I found Paradime to be incredibly useful and easy to use for dbt development. The following features were particularly valuable:

  1. Integrated Terminal: The integrated terminal within Paradime's Code IDE made working with git and running dbt commands effortless. I could seamlessly stage, commit, and push my changes without switching between multiple tools. This built-in terminal also allowed me to execute all necessary dbt commands like dbt run, dbt test, and sqlfluff directly, with instant feedback.
  2. Data Explorer: The Data Explorer feature was a game-changer when it came to verifying model outputs. As I built my models, I could instantly check the data transformations and validate them on the fly. This interactive interface gave me the confidence to iterate quickly and ensure that my analytics pipeline was accurate and up-to-date.
  3. Dino AI: Dino AI acted as an extra pair of hands during the development process. Whenever I needed help with syntax, debugging complex dbt queries, or understanding certain errors, I could rely on Dino to provide quick suggestions and explanations. For example, when I encountered a complex commit issue, Dino helped by giving step-by-step instructions to the solution.

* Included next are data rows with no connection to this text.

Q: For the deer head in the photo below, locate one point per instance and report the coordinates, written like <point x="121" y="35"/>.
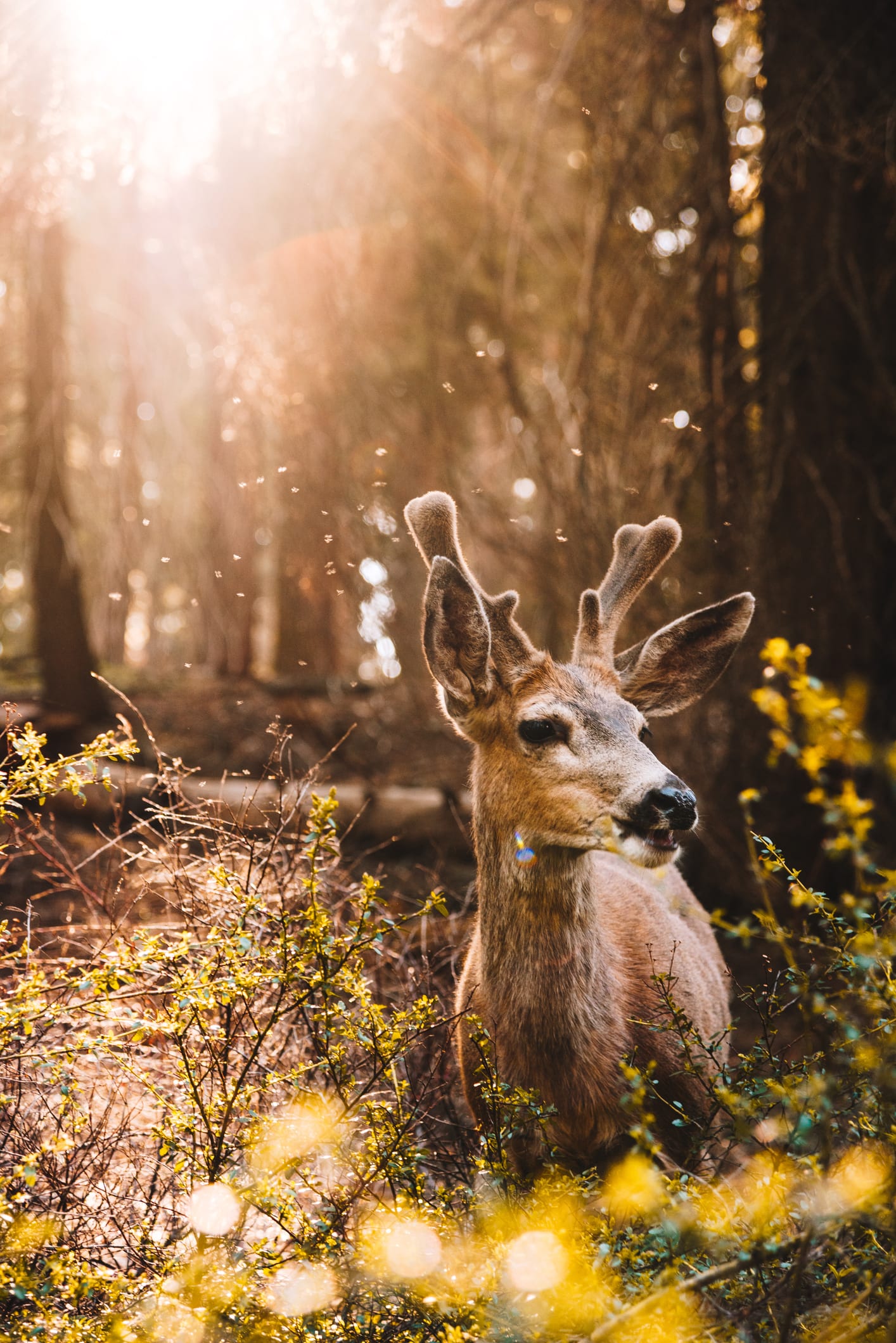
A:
<point x="561" y="749"/>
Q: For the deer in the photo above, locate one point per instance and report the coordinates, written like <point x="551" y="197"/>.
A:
<point x="585" y="926"/>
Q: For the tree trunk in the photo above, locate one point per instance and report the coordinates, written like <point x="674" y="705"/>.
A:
<point x="62" y="645"/>
<point x="829" y="349"/>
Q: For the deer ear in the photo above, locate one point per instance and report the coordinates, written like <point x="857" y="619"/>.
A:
<point x="457" y="638"/>
<point x="679" y="664"/>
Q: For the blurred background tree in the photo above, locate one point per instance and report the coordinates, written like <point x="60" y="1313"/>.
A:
<point x="575" y="262"/>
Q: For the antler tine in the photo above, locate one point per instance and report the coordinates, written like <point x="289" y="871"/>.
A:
<point x="637" y="554"/>
<point x="433" y="523"/>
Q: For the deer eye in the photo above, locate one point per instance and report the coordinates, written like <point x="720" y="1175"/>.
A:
<point x="538" y="731"/>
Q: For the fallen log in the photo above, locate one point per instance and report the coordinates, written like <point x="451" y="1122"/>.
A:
<point x="391" y="813"/>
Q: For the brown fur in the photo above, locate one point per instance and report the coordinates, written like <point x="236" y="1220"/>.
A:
<point x="566" y="947"/>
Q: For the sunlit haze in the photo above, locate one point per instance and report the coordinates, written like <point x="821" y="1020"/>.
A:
<point x="165" y="69"/>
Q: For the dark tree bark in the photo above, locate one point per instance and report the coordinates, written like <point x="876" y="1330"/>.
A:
<point x="829" y="349"/>
<point x="62" y="645"/>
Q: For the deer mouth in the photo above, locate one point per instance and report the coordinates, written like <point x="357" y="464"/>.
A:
<point x="657" y="837"/>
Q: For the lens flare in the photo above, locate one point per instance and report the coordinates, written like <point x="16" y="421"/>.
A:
<point x="301" y="1290"/>
<point x="214" y="1209"/>
<point x="524" y="854"/>
<point x="536" y="1261"/>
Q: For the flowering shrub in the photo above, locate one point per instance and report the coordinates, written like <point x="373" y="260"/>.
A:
<point x="238" y="1122"/>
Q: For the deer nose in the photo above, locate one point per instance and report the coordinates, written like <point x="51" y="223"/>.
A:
<point x="675" y="804"/>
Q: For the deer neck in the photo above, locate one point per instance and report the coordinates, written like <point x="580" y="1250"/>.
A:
<point x="541" y="926"/>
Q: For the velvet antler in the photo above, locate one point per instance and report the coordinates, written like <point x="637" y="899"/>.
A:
<point x="637" y="554"/>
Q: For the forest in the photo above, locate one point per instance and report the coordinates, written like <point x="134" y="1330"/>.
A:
<point x="267" y="273"/>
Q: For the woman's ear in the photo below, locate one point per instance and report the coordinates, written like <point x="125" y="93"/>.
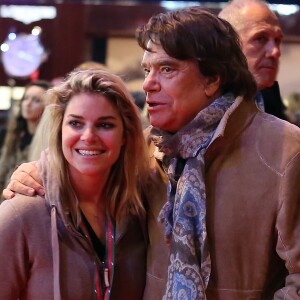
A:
<point x="212" y="85"/>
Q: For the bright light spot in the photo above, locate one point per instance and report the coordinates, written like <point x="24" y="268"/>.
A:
<point x="4" y="47"/>
<point x="284" y="9"/>
<point x="12" y="36"/>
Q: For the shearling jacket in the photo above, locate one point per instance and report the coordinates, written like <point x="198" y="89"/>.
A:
<point x="44" y="255"/>
<point x="253" y="207"/>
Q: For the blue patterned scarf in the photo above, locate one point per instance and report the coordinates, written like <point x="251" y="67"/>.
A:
<point x="185" y="210"/>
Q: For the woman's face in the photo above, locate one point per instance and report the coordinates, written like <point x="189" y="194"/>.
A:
<point x="33" y="105"/>
<point x="92" y="135"/>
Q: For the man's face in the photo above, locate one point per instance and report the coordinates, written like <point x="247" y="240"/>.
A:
<point x="175" y="89"/>
<point x="261" y="37"/>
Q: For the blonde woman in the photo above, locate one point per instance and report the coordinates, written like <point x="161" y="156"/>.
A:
<point x="85" y="239"/>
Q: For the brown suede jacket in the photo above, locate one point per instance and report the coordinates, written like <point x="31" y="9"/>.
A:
<point x="44" y="256"/>
<point x="253" y="209"/>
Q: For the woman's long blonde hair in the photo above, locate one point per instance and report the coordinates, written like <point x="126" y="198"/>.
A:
<point x="131" y="173"/>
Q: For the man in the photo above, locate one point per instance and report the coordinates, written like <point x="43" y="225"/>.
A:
<point x="232" y="213"/>
<point x="261" y="37"/>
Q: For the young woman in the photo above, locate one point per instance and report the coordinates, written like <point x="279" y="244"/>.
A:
<point x="86" y="238"/>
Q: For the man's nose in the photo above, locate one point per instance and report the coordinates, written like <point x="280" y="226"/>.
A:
<point x="151" y="83"/>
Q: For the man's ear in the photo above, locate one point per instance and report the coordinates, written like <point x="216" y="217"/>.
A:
<point x="212" y="85"/>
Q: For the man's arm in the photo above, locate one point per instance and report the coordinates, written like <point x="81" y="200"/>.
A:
<point x="25" y="180"/>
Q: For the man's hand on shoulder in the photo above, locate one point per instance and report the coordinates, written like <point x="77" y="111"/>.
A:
<point x="25" y="180"/>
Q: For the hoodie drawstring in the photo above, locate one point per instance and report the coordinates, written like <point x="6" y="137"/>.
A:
<point x="55" y="254"/>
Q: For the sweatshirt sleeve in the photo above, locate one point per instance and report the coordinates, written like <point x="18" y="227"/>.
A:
<point x="288" y="230"/>
<point x="14" y="262"/>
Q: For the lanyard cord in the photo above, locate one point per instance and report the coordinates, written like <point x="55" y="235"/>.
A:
<point x="110" y="257"/>
<point x="108" y="265"/>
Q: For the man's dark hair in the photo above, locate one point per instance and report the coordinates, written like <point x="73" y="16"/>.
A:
<point x="196" y="34"/>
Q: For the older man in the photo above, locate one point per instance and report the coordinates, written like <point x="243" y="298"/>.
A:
<point x="232" y="213"/>
<point x="261" y="37"/>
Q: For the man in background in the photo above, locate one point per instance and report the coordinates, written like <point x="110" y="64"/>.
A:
<point x="261" y="37"/>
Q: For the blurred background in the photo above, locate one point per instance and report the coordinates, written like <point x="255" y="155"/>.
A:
<point x="47" y="39"/>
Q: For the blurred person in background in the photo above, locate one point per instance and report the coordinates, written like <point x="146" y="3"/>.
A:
<point x="261" y="37"/>
<point x="21" y="129"/>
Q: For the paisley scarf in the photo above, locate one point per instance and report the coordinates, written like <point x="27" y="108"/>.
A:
<point x="185" y="210"/>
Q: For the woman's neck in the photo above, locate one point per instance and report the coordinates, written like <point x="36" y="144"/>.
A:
<point x="92" y="202"/>
<point x="31" y="126"/>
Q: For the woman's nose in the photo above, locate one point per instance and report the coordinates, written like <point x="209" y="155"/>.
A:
<point x="88" y="135"/>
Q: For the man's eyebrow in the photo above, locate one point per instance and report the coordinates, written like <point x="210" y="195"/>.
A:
<point x="108" y="117"/>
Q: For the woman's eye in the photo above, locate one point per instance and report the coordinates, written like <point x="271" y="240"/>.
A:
<point x="74" y="123"/>
<point x="262" y="39"/>
<point x="166" y="69"/>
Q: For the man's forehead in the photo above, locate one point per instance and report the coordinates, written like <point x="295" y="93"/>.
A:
<point x="257" y="14"/>
<point x="156" y="55"/>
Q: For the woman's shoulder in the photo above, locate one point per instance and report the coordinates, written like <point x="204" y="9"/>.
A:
<point x="24" y="206"/>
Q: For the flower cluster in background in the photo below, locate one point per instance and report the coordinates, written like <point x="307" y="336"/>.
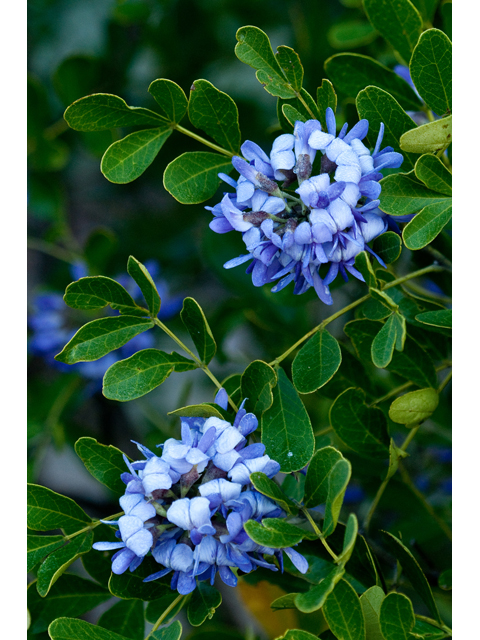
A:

Reflections and lessons learned

Joining two modeling challenges organized by Paradime was incredibly valuable for my career. Not only did I build an amazing portfolio and increase my network, but I also learned many things about data warehouse connections and data engineering. I am heavily working on data modeling with dbt in my daily job already, but building the full data pipeline was definitely very useful for me to learn more about the data engineering basics.

Looking ahead

I believe joining a data challenge like this would give a tremendous opportunity for people to showcase their skills and build a very strong portfolio. I had people reaching out to me on LinkedIn after seeing my submission. Plus, the prize money is surely encouraging! 🙂

I was thrilled to hear from two winners of this social media challenge who mentioned that my previous submission had inspired their work. It's incredibly motivating to know that my project served as an inspiration for such high-quality submissions. This experience highlights the collaborative nature of these challenges and how we can all learn from and inspire each other in the data community.

If you're considering participating in future challenges, I'd highly recommend it. You'll not only get to apply your skills in a real-world scenario but also learn new tools and techniques. The experience you gain and the connections you make are invaluable for your career growth in the data field.